Westminster Abbey
church, London, United Kingdom
Westminster Abbey, London church that is the site of coronations and other ceremonies of national significance. It stands just west of the Houses of Parliament in the Greater London borough of Westminster. Situated on the grounds of a former Benedictine monastery, it was refounded as the Collegiate Church of St. Peter in Westminster by Queen Elizabeth I in 1560. In 1987 Westminster Abbey, St. Margaret’s Church, and the Houses of Parliament were collectively designated a UNESCO World Heritage site.
Architectural history
Legend relates that Saberht, the first Christian king of the East Saxons, founded a church on a small island in the River Thames, then known as Thorney but later called the west minster (or monastery), and that this church was miraculously consecrated by St. Peter. It is certain that about 785 CE there was a small community of monks on the island and that the monastery was enlarged and remodeled by St. Dunstan of Canterbury about 960. St. Edward the Confessor built a new church on the site, which was consecrated on December 28, 1065. It was of considerable size and cruciform in plan. In 1245 Henry III pulled down the whole of Edward’s church (except the nave) and replaced it with the present abbey church in the pointed Gothic style of the period. The design and plan were strongly influenced by contemporary French cathedral architecture.
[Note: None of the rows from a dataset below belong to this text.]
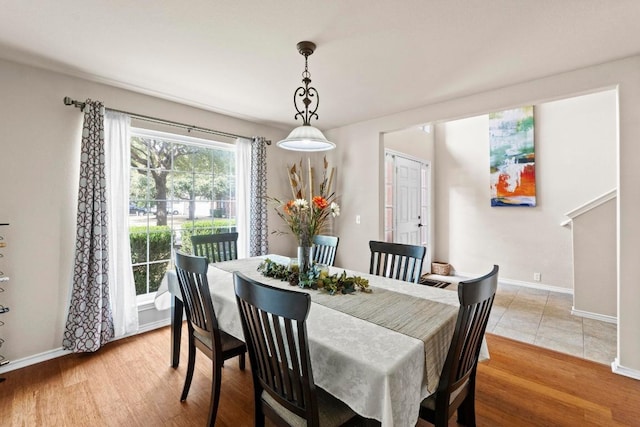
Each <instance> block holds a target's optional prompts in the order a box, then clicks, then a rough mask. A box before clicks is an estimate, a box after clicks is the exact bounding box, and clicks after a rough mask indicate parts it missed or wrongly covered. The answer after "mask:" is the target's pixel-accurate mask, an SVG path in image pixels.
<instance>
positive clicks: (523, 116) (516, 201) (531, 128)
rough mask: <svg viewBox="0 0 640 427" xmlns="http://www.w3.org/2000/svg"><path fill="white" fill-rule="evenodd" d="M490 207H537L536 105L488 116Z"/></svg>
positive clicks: (504, 111)
mask: <svg viewBox="0 0 640 427" xmlns="http://www.w3.org/2000/svg"><path fill="white" fill-rule="evenodd" d="M489 147H490V158H491V160H490V162H491V206H535V205H536V163H535V152H534V145H533V106H532V105H531V106H528V107H521V108H516V109H513V110H506V111H500V112H497V113H491V114H489Z"/></svg>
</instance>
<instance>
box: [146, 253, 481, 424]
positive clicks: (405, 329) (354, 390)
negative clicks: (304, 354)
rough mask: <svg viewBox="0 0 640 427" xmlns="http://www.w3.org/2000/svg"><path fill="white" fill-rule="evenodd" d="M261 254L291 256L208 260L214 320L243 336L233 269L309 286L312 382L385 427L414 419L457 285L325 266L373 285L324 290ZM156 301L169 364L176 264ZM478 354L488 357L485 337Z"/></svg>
mask: <svg viewBox="0 0 640 427" xmlns="http://www.w3.org/2000/svg"><path fill="white" fill-rule="evenodd" d="M266 259H269V260H271V261H274V262H277V263H280V264H285V265H286V264H288V263H289V262H290V259H289V258H288V257H283V256H280V255H277V254H269V255H263V256H258V257H250V258H244V259H237V260H232V261H224V262H218V263H214V264H209V268H208V272H207V279H208V283H209V289H210V291H211V297H212V301H213V306H214V310H215V313H216V317H217V320H218V324H219V326H220V328H221V329H223V330H224V331H226V332H227V333H229V334H231V335H233V336H235V337H236V338H239V339H241V340H244V336H243V332H242V325H241V322H240V314H239V311H238V307H237V303H236V297H235V290H234V284H233V273H234V272H241V273H243V274H244V275H246V276H247V277H249V278H251V279H254V280H257V281H259V282H261V283H265V284H268V285H271V286H276V287H281V288H287V289H297V290H299V291H300V292H308V293H309V294H310V295H311V302H312V303H311V309H310V311H309V316H308V318H307V332H308V340H309V352H310V356H311V365H312V368H313V379H314V382H315V384H316V385H317V386H319V387H321V388H323V389H324V390H326V391H327V392H329V393H331V394H332V395H334V396H335V397H337V398H338V399H340V400H342V401H343V402H345V403H346V404H347V405H349V406H350V407H351V409H353V410H354V411H355V412H356V413H357V414H359V415H361V416H363V417H365V418H370V419H375V420H378V421H379V422H380V424H381V425H382V426H384V427H386V426H389V427H391V426H395V427H402V426H415V424H416V422H417V420H418V414H419V408H420V402H421V401H422V400H423V399H424V398H426V397H427V396H429V395H431V394H432V393H434V392H435V390H436V387H437V385H438V381H439V377H440V371H441V370H442V367H443V365H444V361H445V358H446V355H447V352H448V349H449V345H450V343H451V338H452V336H453V331H454V328H455V323H456V318H457V313H458V307H459V302H458V295H457V292H453V291H450V290H447V289H439V288H434V287H430V286H425V285H420V284H413V283H408V282H403V281H399V280H395V279H389V278H386V277H382V276H376V275H372V274H368V273H362V272H358V271H351V270H348V269H343V268H339V267H329V274H330V275H333V274H343V272H344V273H345V274H347V275H348V276H359V277H362V278H364V279H367V280H368V282H369V289H370V290H371V292H362V291H356V292H353V293H350V294H335V295H330V294H329V293H327V292H326V291H324V290H321V289H319V290H312V289H309V288H300V287H295V288H293V287H292V286H291V285H290V284H289V283H288V282H285V281H281V280H279V279H274V278H270V277H265V276H264V275H263V274H262V273H261V272H260V271H258V266H259V265H260V264H261V263H262V262H264V261H265V260H266ZM155 305H156V308H158V309H167V308H169V307H171V319H172V320H171V336H172V339H171V365H172V366H173V367H177V366H178V363H179V357H180V338H181V330H182V323H183V304H182V301H181V295H180V288H179V285H178V281H177V275H176V273H175V270H173V269H170V270H168V271H167V272H166V274H165V276H164V278H163V280H162V282H161V284H160V288H159V289H158V292H157V293H156V298H155ZM481 357H482V358H488V350H487V348H486V343H485V344H483V349H482V351H481Z"/></svg>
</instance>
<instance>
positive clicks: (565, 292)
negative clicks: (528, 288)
mask: <svg viewBox="0 0 640 427" xmlns="http://www.w3.org/2000/svg"><path fill="white" fill-rule="evenodd" d="M455 275H456V277H457V278H459V279H460V280H461V281H462V280H468V279H473V278H475V277H480V276H482V274H469V273H461V272H458V271H456V272H455ZM501 283H502V284H505V285H514V286H522V287H523V288H532V289H540V290H542V291H550V292H558V293H561V294H571V295H573V289H572V288H563V287H560V286H554V285H547V284H544V283H540V282H525V281H524V280H514V279H503V278H502V277H498V286H500V284H501Z"/></svg>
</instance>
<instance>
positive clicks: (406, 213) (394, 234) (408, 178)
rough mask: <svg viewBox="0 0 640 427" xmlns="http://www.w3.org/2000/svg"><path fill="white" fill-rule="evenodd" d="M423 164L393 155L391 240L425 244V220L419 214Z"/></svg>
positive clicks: (426, 223)
mask: <svg viewBox="0 0 640 427" xmlns="http://www.w3.org/2000/svg"><path fill="white" fill-rule="evenodd" d="M424 168H426V164H424V163H422V162H419V161H417V160H413V159H409V158H406V157H402V156H400V155H396V156H395V179H394V180H393V181H394V184H395V185H394V195H395V197H394V199H395V203H394V205H395V206H394V209H393V212H394V214H395V215H394V216H395V218H394V223H395V224H394V229H395V230H394V231H395V232H394V233H393V236H394V237H393V241H394V242H396V243H406V244H411V245H426V242H427V239H426V237H427V236H426V232H427V229H428V227H427V225H428V224H427V223H426V221H427V218H426V217H425V215H424V213H423V206H424V205H425V203H424V202H423V200H422V199H423V187H424V183H423V179H422V178H423V175H424V174H423V169H424Z"/></svg>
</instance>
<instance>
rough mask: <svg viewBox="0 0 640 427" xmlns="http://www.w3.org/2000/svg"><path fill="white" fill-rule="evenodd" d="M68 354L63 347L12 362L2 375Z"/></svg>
mask: <svg viewBox="0 0 640 427" xmlns="http://www.w3.org/2000/svg"><path fill="white" fill-rule="evenodd" d="M170 324H171V319H170V318H166V319H162V320H158V321H156V322H151V323H147V324H145V325H142V326H141V327H140V328H139V329H138V330H137V331H136V332H132V333H130V334H127V335H123V336H121V337H117V338H114V340H113V341H117V340H119V339H122V338H126V337H130V336H133V335H138V334H142V333H145V332H149V331H152V330H154V329H158V328H163V327H165V326H168V325H170ZM67 354H71V351H69V350H64V349H63V348H62V347H60V348H56V349H53V350H49V351H45V352H43V353H39V354H34V355H33V356H28V357H23V358H22V359H17V360H12V361H10V362H9V363H8V364H6V365H4V366H3V367H1V368H0V374H2V373H5V372H9V371H15V370H16V369H21V368H26V367H27V366H30V365H35V364H36V363H41V362H46V361H47V360H52V359H55V358H57V357H62V356H66V355H67Z"/></svg>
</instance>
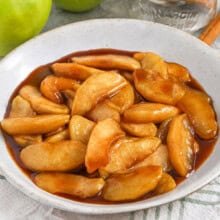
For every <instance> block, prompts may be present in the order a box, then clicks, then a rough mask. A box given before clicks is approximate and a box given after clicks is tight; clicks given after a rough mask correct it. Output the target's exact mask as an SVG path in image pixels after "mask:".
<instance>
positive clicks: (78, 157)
mask: <svg viewBox="0 0 220 220" xmlns="http://www.w3.org/2000/svg"><path fill="white" fill-rule="evenodd" d="M85 154H86V145H84V144H82V143H81V142H79V141H60V142H57V143H48V142H42V143H40V144H35V145H30V146H28V147H26V148H24V149H23V150H22V151H21V154H20V158H21V161H22V162H23V163H24V165H25V166H26V167H27V168H28V169H30V170H32V171H68V170H73V169H76V168H78V167H79V166H80V165H82V164H83V163H84V161H85Z"/></svg>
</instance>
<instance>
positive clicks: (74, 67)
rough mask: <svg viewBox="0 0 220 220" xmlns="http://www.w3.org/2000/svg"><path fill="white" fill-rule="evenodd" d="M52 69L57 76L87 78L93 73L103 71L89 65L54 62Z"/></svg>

The rebuilding of the Norman-style nave was begun by the late 1300s under the architect Henry Yevele and continued intermittently until Tudor times. The Early English Gothic design of Henry III’s time predominates, however, giving the whole church the appearance of having been built at one time. The chapel of Henry VII (begun c. 1503), in Perpendicular Gothic style, replaced an earlier chapel and is famed for its exquisite fan vaulting. Above the original carved stalls hang the banners of the medieval Order of the Bath.
The western towers were the last addition to the building. They are sometimes said to have been designed by Sir Christopher Wren, but they were actually built by Nicholas Hawksmoor and John James and completed about 1745. The choir stalls in the body of the church date from 1847, and the high altar and reredos were remodeled by Sir George Gilbert Scott in 1867. Scott and J.L. Pearson also restored the north transept facade in the 1880s. The abbey was heavily damaged in the bombings that ravaged London in World War II, but it was restored soon after the war.
Coronations, weddings, and burials
Since William the Conqueror, every British sovereign has been crowned in the abbey except Edward V and Edward VIII, neither of whom was crowned. Additionally, Westminster Abbey has a long tradition of royal weddings, beginning with Henry I’s marriage to Matilda of Scotland in 1100. The only other reigning monarch to be wed in the abbey was Richard II, who married Anne of Bohemia in 1382. The abbey was the venue for the wedding of Prince William and Catherine Middleton in 2011.
Many kings and queens are buried near the shrine of Edward the Confessor or in Henry VII’s chapel. The last sovereign to be buried in the abbey was George II (died 1760); since then they have been buried at Windsor Castle. The abbey is crowded with the tombs and memorials of famous British subjects, such as Sir Isaac Newton, David Livingstone, and Ernest Rutherford. Part of the south transept is well known as Poets’ Corner and includes the tombs of Geoffrey Chaucer, Ben Jonson (who was buried upright), John Dryden, Robert Browning, and many others. The north transept has many memorials to British statesmen. The grave of the “Unknown Warrior,” whose remains were brought from Flanders (Belgium) in 1920, is in the centre of the nave near the west door.